En Bizkaia la vida se desliza como la lluvia fina que no moja al principio, pero empapa con los años. Un día uno se asoma al mirador de la ría y ve pasar la misma barcaza de siempre, el mismo monte verde, las mismas escaleras húmedas de siempre. Al siguiente, descubre que el carnicero ya no es el mismo, que el banco de la plaza está más vacío que antes, y que hay menos niños que bicicletas eléctricas. Así, sin hacer ruido, envejece también la tierra, como lo hacen sus gentes.

La pirámide poblacional de Bizkaia envejece y al decirlo así uno teme que cualquier día se cruzará con Tutankamon. Hay más abuelos que nietos, más bastones que mochilas escolares. Y no es poesía: es estadística. Sukarrieta, ese rincón donde el mar se sienta a leer el periódico, es hoy el municipio más viejo del territorio. Allí los días pasan con la lentitud de una misa de difuntos y los únicos gritos que se oyen son los de las gaviotas o los de una cadera que se queja al levantarse.

En el otro extremo, Etxebarri aparece como una adolescente con auriculares, más pendiente del futuro que del pasado. Es el municipio más joven, un hormiguero de madres primerizas, patinetes eléctricos y nuevas urbanizaciones que crecen donde antes sólo había huertas y silencio. Es un contraste tan fuerte que uno se pregunta si realmente hablan el mismo idioma o si simplemente comparten código postal por una cortesía geográfica.

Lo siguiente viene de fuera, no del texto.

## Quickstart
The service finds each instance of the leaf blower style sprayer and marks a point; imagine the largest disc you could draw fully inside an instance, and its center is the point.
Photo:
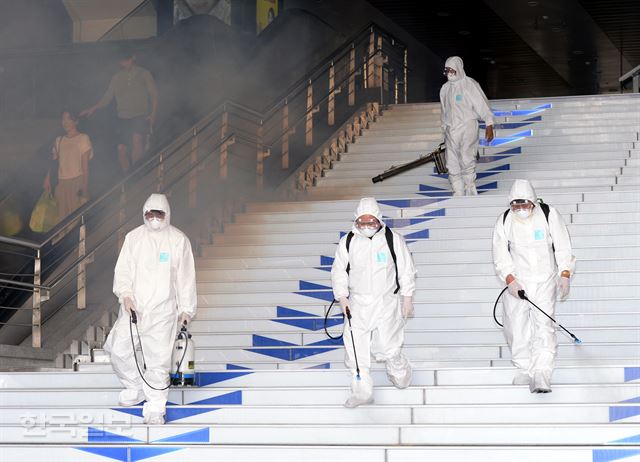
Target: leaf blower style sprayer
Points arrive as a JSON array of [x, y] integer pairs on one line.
[[523, 296], [437, 156], [348, 316], [184, 352]]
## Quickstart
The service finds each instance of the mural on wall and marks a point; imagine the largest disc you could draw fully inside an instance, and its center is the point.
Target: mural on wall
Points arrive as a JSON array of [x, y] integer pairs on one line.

Pero la cuestión no es el contraste, sino la constatación. Bizkaia envejece. Y como todo lo que envejece, empieza a pedir cuidados. No se trata solo de construir más residencias o de aumentar el presupuesto en fisioterapeutas municipales –aunque también–, sino de replantear qué significa vivir con dignidad cuando ya no se tiene prisa. En una sociedad que premia la velocidad, el ruido y la juventud como si fueran las únicas virtudes posibles, el anciano se convierte en un estorbo lento. Pero ese anciano fue el que puso los cimientos de nuestras casas, el que nos enseñó a atarnos los zapatos y a no decir palabrotas delante de la abuela. ¿Y ahora qué, quién cuida a ese bonsái milenario?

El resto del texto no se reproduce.